DAP’s Steven Sim questions the government’s sudden U-turn on their position regarding a sex offenders’ registry
KUALA LUMPUR: The government’s reversal of stance regarding the implementation of a sex offenders’ registry is a tragedy, said DAP’s Steven Sim today.
Inspector-General of Police Khalid Abu Bakar earlier said that a sex offenders’ registry is unnecessary.
This drew ire from the Bukit Mertajam Member of Parliament as he slammed both the IGP and the government in a statement, calling again for the need of such a registry.
He reminded the IGP of his predecessor Musa Hassan’s actions in 2010, when the Polis Diraja Malaysia (PDRM) and the Ministry of Women, Family and Community Development met to devise the mechanism behind an Act that would, besides the registry, also include monitoring methods.
This came after the murder of Nurin Jazlin Jazimin in 2007, when the eight-year-old’s body was discovered stuffed in a sports bag after being raped and killed, prompting Musa and the Ministry to propose the creation of a Sexual Offenders Registration Act.

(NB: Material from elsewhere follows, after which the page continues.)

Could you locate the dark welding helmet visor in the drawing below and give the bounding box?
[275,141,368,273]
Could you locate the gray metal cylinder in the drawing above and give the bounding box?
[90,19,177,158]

“Eight years have now passed, and after so much effort from PDRM, the government, and various NGOs and advocacy groups, the current IGP is now telling us that there is actually no need for such a mechanism,” lamented Sim.
“The U-turn is a tragedy especially for women and girls already exposed to sexual crimes every single day in Malaysia.”
Sim commented that the registry was not a new idea, citing how besides having been proposed locally in 2007, it is already in use in Australia, the United Kingdom, the States, and South Africa.
He pointed out that the Malaysian legal system did little to protect women and girls, and that our local culture also perpetuated disrespect for women as “evidenced by the various sexist innuendos by even our Parliamentarians”.
This possibly refers to certain controversial comments made in Parliament, the most recent one being by Baling Member of Parliament Abdul Azeez Abdul Rahim, who remarked on female non-Muslim MPs entering mosques while ‘bocor’, or menstruating.
“In its present form, the legal system in our country is totally inadequate to protect women and girls. There is a pressing need to reform the entire legal system,” said Sim.
“The present legal system does not seem to be on the side of women and girls.”
Though he did not provide sources, he referred to statistics saying that a woman is raped in Malaysia every 15 minutes, and that 100 women become victims of rape every day, half of them being below 16 years old.
He also cited a report made in 2002 by local NGO All Women’s Action Society (AWAM) that only one in ten reported rape cases are brought to court, and contrasted that with a later report by the Penang-based Women’s Centre for Change (WCC) that showed only 4% of these cases being finally convicted, after “torturous court proceedings mostly suffered by the victims and their family”.
“The recent Court of Appeal’s acquittal of 60-year old Bunya Jalong in Sarawak, who was found guilty by the lower courts of raping and impregnating a 15-year old, is but one nauseating example of how counterintuitive our legal system is when it comes to the protection of women and girls,” said Sim.
He also questioned the Women, Family and Community Development Ministry on their silence on the matter, given that they were one of the original proponents of the Sexual Offenders Registration Act in 2007.
“What has happened to the Bill now? Why the U-turn by the Ministry after so much effort has been poured into this Act?” asked Sim.
He called on the three former Women, Family and Community Development Ministers — Ng Yen Yen, Shahrizat Abdul Jalil, and current Prime Minister Najib Razak — to speak out on the Bill.
“I also call on former IGP Musa Hassan, who has been a strong proponent of the Bill from the beginning, to join us to pressure the current government to implement the Sexual Offenders Registration Act,” said Sim.
“It has been eight long years.…We cannot wait anymore.”